Prentice selected as dean of the faculty

Prentice

Deborah Prentice

 Photo by Denise Applewhite, Office of Communications

Deborah Prentice, Princeton's Alexander Stewart 1886 Professor of Psychology and Public Affairs and chair of the Department of Psychology, will become dean of the faculty on July 1.

"Debbie Prentice is one of this University's best and most accomplished department chairs. She is a proven leader, and I am thrilled that she has agreed to become Princeton's next dean of the faculty," Princeton President Christopher L. Eisgruber said in announcing the appointment Wednesday, June 4.

Prentice, who has chaired the psychology department since 2002, will succeed David Dobkin, who has been dean since 2003. He announced in February that he was stepping down at the end of the academic year. The Phillip Y. Goldman '86 Professor in Computer Science, Dobkin will return to teaching and research.

Eisgruber said Prentice "has guided the Department of Psychology brilliantly at a critical juncture in its history, strengthening it into the country's top-ranked department, diversifying its faculty, transitioning it to a new building and helping to launch the Princeton Neuroscience Institute. She is also a spectacular teacher and a wonderful University citizen with a wide-ranging knowledge of Princeton's faculty — indeed, professors from every division of the University sent enthusiastic messages nominating her for the deanship."

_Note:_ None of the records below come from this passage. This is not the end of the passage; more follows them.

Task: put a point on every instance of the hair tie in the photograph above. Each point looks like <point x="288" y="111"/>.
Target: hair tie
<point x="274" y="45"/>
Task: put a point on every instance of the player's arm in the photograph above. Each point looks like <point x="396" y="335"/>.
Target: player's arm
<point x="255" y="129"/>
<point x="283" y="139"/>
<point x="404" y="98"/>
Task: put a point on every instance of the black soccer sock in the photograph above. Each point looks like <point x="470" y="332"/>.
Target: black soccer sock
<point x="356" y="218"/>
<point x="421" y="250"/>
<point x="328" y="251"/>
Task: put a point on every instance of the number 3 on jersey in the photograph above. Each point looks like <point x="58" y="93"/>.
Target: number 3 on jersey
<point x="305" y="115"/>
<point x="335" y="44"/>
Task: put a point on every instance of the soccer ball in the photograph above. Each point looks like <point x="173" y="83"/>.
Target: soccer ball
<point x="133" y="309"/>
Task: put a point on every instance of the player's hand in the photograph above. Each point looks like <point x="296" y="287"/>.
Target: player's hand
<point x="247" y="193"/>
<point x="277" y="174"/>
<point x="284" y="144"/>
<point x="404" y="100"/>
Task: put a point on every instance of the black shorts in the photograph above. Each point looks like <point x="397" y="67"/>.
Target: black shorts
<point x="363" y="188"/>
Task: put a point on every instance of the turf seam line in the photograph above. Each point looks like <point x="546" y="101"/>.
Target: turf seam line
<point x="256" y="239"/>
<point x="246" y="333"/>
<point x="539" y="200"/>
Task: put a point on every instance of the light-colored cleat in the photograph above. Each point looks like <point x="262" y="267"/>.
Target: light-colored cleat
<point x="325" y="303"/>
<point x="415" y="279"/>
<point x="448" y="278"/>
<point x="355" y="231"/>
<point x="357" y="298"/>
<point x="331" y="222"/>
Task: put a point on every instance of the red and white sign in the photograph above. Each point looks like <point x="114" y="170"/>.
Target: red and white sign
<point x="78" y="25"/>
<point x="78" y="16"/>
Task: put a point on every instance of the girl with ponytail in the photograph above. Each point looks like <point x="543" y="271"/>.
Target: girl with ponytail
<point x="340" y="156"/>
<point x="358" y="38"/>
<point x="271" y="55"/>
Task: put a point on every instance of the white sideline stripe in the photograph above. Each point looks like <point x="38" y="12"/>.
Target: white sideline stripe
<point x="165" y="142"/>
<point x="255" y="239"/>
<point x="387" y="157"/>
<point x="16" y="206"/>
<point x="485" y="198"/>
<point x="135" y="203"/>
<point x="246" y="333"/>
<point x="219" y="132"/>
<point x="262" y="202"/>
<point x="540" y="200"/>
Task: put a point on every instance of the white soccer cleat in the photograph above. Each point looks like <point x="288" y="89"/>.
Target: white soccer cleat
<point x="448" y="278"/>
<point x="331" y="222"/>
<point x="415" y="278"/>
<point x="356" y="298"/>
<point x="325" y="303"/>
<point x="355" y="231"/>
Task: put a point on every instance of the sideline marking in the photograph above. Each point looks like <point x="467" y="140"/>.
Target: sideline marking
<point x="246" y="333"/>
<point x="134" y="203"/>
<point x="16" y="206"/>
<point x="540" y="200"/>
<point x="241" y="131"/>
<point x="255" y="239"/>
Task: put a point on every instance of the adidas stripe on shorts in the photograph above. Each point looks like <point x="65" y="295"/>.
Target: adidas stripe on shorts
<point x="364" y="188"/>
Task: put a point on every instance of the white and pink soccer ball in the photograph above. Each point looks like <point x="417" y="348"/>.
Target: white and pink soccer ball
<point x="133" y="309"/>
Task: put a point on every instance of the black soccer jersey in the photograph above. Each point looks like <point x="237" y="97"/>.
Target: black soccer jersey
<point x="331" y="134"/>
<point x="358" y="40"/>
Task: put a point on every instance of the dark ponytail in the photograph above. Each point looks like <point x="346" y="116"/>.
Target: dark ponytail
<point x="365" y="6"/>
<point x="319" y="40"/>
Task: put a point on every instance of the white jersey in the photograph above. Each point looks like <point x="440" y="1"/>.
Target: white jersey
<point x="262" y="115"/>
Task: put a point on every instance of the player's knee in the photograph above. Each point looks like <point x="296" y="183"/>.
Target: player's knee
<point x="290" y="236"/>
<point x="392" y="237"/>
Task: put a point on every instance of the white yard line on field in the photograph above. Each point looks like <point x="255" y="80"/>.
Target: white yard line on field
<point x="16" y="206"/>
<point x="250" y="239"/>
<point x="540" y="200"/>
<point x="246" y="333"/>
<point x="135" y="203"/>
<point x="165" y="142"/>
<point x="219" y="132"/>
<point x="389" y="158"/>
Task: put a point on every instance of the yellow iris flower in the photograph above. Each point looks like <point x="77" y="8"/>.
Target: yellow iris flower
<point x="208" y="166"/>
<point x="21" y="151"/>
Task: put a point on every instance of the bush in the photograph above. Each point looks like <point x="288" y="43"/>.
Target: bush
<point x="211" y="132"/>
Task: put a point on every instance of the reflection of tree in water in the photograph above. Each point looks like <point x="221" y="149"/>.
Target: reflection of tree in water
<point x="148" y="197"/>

He added: "Debbie possesses a unique combination of humane judgment, strategic insight and administrative skill. I am confident that she will be a superb dean of the faculty."

"Princeton has an extraordinary faculty, and I consider it an honor and a privilege to be their dean," said Prentice, a recipient of the University's President's Award for Distinguished Teaching.

She began teaching at the University as an instructor in 1988 while completing her Ph.D. in psychology from Yale University. She became an assistant professor in 1989, associate professor in 1995 and full professor in 2000.

The dean of the faculty has administrative oversight of the departments and programs of instruction and is responsible for matters pertaining to the effectiveness and well-being of the faculty and the professional research, specialist and library staffs.

The dean is a member of the president's cabinet and the academic planning group, works with the president and provost on academic initiatives, and serves as secretary to the Trustees' Academic Affairs Committee. The dean also serves as secretary of the Faculty Advisory Committee on Appointments and Advancements and the Faculty Advisory Committee on Policy, and is an ex officio member of numerous other committees.

Prentice's University service includes serving as co-chair of the Trustee Ad Hoc Committee on Diversity from January 2012 to September 2013. The committee's report and recommendations, which outlined a comprehensive strategy to increase the inclusivity of the University community, were unanimously endorsed by Eisgruber and the Board of Trustees.

Prentice is a member and former chair of the resources committee of the Council of the Princeton University Community; faculty associate in the University Center for Human Values and in the Program in Gender and Sexuality Studies; faculty fellow in the McGraw Center for Teaching and Learning and in Whitman College; and faculty council member in the Woodrow Wilson School of Public and International Affairs.

As dean, Prentice said, she will draw on these varied experiences.

"As a department chair, I have had a great deal of experience recruiting, developing, supporting and retaining the faculty of my department. That experience has given me valuable insight into what faculty members want and need in order to flourish at different stages of their careers and also insight into the challenges that departments face in their efforts to bring the most talented scholars and teachers to campus and keep them here," she said.

"I have also had a lot of experience working closely and collaboratively with colleagues in other departments and in developing interdisciplinary initiatives. Finally, as co-chair of the Trustee Ad Hoc Committee on Diversity, I learned a great deal about why diversity is critical to Princeton's mission and about the opportunities and challenges involved in diversifying Princeton's faculty."

Prentice is a social psychologist and a member of the behavioral policy group in the Wilson School. In her research, Prentice studies social norms, the unwritten rules and conventions that govern social behavior, and she is particularly interested in how social norms can be used in programs designed to change behavior. Some specific topics she has studied include norms involving intimate partner violence, college attrition, student athletes, human rights, acting independently and gender. She regularly teaches a course called "The Psychology of Social Influence," which is cross-listed in the psychology department and the Wilson School.

Prentice is a fellow of a number of professional associations, including the American Psychological Association, Association for Psychological Science, Society of Experimental Social Psychology and Society for the Psychological Study of Social Issues.